22 May 2021

The Grapes of Wrath by John Steinbeck

I spent the last few months stockpiling book reviews so that I could finally tackle John Steinbeck's classic The Grapes of Wrath (~500 pages). My supervisor in grad school leant me her copy of East of Eden and it is easily now one of my favourite fiction books. I love Steinbeck's writing style (how simple it is) and the stories he wants to tell. The Grapes of Wrath quickly got added to my list of must-read-classics.

I was originally attracted to reading this because I wanted to learn more about the Dust Bowl. The book is focused on the Joad family who are forced to leave their home in Oklahoma and travel to California in search of work. Right off the top Steinbeck makes sure it's clear the banks are behind this forced homelessness: "The bank is something more than men, I tell you. It's the monster. Men made it, but they can't control it." Families have to watch their homes be taken from them and literally bulldozed down while some refuse to leave. 

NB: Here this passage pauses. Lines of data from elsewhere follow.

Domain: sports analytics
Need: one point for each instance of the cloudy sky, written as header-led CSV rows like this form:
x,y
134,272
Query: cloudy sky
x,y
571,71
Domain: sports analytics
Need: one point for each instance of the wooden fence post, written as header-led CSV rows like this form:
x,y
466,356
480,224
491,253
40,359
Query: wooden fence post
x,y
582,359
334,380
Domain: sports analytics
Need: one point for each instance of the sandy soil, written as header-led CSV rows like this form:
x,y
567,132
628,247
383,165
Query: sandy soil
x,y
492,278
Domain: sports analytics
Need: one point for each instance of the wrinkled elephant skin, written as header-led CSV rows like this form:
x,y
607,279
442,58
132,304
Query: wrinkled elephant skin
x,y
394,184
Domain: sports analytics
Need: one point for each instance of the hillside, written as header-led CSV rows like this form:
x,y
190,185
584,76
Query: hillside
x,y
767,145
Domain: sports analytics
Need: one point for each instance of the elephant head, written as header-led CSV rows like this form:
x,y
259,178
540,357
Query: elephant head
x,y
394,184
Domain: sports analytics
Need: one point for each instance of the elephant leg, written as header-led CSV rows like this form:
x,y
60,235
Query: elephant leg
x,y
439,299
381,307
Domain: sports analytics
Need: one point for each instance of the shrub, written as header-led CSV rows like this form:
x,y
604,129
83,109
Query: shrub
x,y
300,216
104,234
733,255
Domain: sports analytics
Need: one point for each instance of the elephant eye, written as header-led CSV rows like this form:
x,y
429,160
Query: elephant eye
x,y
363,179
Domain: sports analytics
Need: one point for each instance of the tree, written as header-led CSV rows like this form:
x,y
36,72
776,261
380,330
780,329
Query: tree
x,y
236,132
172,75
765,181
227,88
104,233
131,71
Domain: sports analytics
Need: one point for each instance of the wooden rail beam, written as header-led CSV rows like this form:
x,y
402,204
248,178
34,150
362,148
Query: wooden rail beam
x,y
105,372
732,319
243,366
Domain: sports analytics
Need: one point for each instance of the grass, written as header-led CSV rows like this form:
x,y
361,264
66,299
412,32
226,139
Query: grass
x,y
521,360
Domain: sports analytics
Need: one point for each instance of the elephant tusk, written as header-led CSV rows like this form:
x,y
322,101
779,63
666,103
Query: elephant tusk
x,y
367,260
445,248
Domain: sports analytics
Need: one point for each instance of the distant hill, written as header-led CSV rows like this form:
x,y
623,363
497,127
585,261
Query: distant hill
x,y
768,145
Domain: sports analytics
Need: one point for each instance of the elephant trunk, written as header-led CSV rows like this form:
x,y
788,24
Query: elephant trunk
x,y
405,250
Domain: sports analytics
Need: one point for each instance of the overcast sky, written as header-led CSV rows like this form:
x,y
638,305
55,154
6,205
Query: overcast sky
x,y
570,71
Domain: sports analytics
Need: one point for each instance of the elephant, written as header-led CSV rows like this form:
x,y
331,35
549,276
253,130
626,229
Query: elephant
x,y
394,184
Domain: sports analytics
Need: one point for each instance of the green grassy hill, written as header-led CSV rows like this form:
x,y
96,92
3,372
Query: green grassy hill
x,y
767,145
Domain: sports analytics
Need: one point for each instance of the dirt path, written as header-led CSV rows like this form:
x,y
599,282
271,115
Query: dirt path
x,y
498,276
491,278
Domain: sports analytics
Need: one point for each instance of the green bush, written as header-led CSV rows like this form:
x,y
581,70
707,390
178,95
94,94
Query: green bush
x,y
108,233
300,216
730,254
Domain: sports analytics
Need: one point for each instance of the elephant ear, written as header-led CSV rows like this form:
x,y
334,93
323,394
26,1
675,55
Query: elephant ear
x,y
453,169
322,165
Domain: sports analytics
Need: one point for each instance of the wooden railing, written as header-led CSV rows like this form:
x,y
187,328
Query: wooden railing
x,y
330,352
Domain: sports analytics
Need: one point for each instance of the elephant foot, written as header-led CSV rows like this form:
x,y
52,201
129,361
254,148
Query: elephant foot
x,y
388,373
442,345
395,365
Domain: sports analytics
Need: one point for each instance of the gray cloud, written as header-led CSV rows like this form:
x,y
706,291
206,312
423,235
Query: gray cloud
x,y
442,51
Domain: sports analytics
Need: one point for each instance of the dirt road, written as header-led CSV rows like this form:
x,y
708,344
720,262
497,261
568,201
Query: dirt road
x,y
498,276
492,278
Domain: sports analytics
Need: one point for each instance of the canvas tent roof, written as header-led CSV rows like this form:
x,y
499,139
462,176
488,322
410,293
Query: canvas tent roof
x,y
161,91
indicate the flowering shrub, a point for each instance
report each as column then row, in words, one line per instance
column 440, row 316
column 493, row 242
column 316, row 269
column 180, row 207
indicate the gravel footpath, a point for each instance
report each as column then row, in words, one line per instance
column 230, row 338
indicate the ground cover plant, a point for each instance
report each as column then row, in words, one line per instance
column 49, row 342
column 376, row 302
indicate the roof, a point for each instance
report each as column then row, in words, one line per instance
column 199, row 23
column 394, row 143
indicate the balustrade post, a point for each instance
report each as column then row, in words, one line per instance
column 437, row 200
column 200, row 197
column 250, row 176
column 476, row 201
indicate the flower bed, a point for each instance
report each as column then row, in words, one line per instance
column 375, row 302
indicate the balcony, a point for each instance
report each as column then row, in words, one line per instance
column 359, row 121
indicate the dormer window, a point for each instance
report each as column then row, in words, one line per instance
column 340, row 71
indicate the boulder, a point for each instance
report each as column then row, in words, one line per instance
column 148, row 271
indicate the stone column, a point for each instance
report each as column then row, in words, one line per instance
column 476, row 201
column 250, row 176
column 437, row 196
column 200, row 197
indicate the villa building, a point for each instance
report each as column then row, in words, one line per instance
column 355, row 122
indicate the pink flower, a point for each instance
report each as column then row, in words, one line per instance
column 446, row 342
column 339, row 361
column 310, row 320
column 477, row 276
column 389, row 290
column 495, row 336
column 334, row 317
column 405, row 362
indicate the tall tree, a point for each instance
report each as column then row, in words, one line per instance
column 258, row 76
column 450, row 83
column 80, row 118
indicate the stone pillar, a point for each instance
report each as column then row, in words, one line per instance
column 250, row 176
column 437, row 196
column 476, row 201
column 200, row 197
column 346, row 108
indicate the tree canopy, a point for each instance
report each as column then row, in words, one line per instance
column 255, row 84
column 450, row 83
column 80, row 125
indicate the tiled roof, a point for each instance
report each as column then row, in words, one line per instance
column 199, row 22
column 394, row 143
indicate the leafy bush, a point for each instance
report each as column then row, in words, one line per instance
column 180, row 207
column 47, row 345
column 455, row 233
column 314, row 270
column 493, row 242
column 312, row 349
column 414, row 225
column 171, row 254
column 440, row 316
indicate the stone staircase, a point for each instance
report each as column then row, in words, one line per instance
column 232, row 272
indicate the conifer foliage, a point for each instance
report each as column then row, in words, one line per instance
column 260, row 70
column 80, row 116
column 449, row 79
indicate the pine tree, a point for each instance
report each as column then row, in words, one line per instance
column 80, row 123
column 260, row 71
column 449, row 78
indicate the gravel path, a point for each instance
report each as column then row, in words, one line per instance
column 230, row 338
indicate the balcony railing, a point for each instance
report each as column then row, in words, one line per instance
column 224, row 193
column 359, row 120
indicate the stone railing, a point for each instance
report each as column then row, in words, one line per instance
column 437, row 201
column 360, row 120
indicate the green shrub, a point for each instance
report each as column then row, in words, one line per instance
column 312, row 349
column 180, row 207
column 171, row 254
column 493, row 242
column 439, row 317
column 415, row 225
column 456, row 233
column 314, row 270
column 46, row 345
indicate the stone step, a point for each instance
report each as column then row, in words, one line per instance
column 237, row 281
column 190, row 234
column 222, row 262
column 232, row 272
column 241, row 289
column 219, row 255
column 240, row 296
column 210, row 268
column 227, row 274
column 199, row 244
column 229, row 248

Steinbeck immediately condemns capitalism and it made me even more attracted to him and his moustache. So much of this book is about injustice and how people are dehumanized by capitalism. 

They breathe profits; they eat the interest on money. If they don't get it, they die the way you die without air, without side-meat." 

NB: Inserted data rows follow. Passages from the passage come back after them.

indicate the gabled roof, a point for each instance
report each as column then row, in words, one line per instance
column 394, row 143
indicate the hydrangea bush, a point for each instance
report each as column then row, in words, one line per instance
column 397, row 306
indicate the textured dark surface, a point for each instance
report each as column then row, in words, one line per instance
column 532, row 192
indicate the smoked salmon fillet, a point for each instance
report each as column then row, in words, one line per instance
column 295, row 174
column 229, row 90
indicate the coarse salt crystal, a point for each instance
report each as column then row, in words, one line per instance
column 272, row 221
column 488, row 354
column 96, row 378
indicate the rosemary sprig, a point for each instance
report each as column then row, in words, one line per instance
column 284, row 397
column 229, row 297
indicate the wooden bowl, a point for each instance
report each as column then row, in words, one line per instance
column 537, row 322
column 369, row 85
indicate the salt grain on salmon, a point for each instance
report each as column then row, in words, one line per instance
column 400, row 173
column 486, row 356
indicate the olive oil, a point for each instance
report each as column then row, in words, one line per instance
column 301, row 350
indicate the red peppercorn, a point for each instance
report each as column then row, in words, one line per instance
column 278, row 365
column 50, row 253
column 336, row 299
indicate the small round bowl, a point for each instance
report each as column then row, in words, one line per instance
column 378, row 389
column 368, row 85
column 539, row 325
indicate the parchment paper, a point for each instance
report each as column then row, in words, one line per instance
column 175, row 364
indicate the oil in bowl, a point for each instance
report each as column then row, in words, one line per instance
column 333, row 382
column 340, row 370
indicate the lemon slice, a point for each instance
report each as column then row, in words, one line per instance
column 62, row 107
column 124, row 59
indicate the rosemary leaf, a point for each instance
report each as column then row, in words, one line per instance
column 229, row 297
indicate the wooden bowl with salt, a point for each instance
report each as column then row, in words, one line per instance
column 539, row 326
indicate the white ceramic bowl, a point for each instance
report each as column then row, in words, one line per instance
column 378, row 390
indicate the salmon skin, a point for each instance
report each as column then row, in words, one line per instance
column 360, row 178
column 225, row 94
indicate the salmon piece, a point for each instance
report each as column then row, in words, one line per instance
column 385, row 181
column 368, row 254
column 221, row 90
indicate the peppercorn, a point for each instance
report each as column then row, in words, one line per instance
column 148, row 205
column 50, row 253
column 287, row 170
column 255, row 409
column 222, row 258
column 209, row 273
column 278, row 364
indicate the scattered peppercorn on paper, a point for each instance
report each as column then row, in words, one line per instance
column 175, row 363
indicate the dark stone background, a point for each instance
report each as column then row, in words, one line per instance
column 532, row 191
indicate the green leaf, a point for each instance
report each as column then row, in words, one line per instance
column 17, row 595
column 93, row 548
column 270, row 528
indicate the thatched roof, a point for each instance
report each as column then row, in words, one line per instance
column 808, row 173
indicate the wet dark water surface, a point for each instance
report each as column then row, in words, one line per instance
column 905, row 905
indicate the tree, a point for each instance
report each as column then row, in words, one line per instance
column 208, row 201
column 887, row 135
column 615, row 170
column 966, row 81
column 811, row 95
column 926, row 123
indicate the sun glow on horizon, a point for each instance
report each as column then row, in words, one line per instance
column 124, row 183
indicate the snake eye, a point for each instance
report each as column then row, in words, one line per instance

I have always really loved long-sprawling fiction, and The Grapes of Wrath doesn't disappoint. You follow the Joads as they slowly travel across the country. I felt so much anxiety during their travel, and found myself keeping track of how much bread and potatoes they had left. Joan Didion writes a lot about her ancestors who travelled to California via wagon, and I can see how Steinbeck would have been a huge influence on her.

How can you frighten a man whose hunger is not only in his own cramped stomach but in the wretched bellies of his children? You can't scare him - he has known a fear beyond every other." 

John Steinbeck

Characters are lost during the journey and the Joads are warned over and over that their arrival in California will not be welcome. Residents despised the incoming travelers and started referring to them as "Oakies." The small tent communities of travelers are frequently visited by union busters to keep them from organizing, and their pay is constantly undermined and halved.

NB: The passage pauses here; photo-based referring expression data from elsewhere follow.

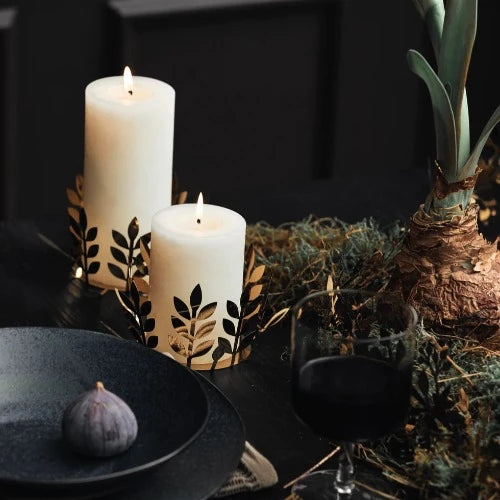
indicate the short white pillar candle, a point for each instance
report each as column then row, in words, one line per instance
column 190, row 247
column 129, row 129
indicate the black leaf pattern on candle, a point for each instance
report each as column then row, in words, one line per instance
column 251, row 301
column 192, row 328
column 223, row 347
column 132, row 253
column 137, row 308
column 80, row 233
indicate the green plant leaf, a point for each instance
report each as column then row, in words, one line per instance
column 470, row 166
column 432, row 11
column 444, row 122
column 459, row 32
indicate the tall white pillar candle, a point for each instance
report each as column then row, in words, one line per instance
column 129, row 129
column 190, row 248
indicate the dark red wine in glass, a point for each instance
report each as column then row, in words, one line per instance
column 352, row 358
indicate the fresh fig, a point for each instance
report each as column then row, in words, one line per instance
column 99, row 424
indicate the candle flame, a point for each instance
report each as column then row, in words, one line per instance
column 128, row 82
column 199, row 208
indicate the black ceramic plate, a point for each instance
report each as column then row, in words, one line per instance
column 43, row 369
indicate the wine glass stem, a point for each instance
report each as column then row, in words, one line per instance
column 344, row 482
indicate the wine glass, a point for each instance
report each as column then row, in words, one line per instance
column 352, row 358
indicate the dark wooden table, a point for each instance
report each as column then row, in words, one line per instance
column 36, row 289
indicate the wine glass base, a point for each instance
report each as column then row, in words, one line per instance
column 320, row 485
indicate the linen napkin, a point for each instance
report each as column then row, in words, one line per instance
column 254, row 472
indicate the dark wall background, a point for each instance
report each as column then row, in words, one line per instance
column 283, row 106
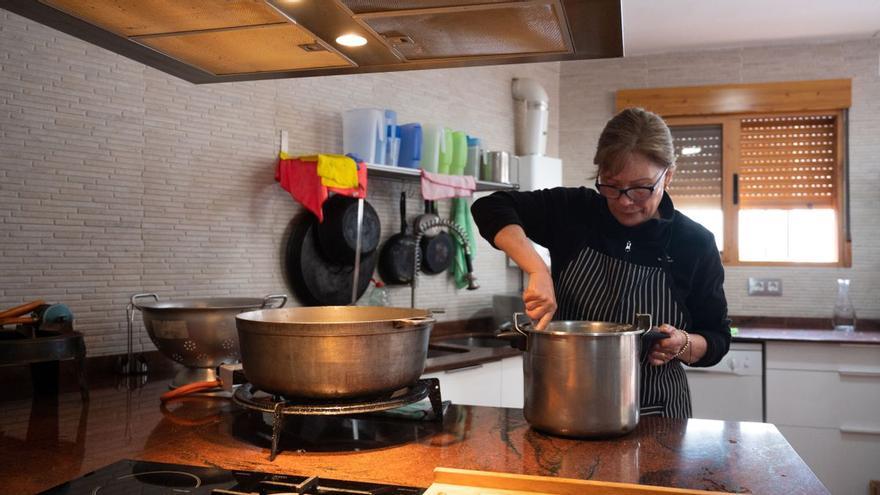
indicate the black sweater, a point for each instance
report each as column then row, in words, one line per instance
column 566, row 220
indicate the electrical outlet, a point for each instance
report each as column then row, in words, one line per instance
column 765, row 286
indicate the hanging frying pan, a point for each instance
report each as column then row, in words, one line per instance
column 437, row 250
column 337, row 234
column 316, row 280
column 396, row 256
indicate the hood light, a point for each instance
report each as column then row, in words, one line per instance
column 351, row 40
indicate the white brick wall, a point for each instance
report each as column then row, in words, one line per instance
column 587, row 95
column 116, row 178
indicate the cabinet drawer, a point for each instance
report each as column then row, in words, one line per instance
column 478, row 385
column 822, row 357
column 824, row 399
column 512, row 388
column 844, row 462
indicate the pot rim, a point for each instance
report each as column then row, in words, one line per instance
column 251, row 316
column 213, row 303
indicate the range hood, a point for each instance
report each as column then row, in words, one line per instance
column 204, row 41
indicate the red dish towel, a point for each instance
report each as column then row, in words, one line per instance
column 442, row 186
column 300, row 178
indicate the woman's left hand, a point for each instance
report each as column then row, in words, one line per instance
column 664, row 350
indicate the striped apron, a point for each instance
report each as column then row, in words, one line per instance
column 595, row 286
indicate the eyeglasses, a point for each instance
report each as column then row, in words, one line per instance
column 636, row 193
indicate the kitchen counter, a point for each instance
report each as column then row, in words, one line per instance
column 47, row 441
column 472, row 355
column 757, row 334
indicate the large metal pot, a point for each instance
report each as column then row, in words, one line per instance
column 198, row 333
column 333, row 352
column 582, row 377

The first 100 pages were a bit of a struggle for me because Steinbeck writes how the Joads speak. This was quite different than East of Eden which I felt read more naturally to me. Still, you get to feel like you know each individual member of the Joad family, and you sympathize with each. 

My boyfriend had to read this in high school, and told me it has one of the most memorable endings of any American novel. He was completely right, and I've been asking everyone if I can share it... It is completely bleak, but also extremely moving. If you love American literature then you can't go wrong reading this. It truly blows my mind that this was written in the 1940s. Steinbeck's voice has always felt so modern to me, and I am sad I've now read two of his most famous works.

I picked up his nonfiction A Russian Journal but will probably re-read East of Eden in the next few years.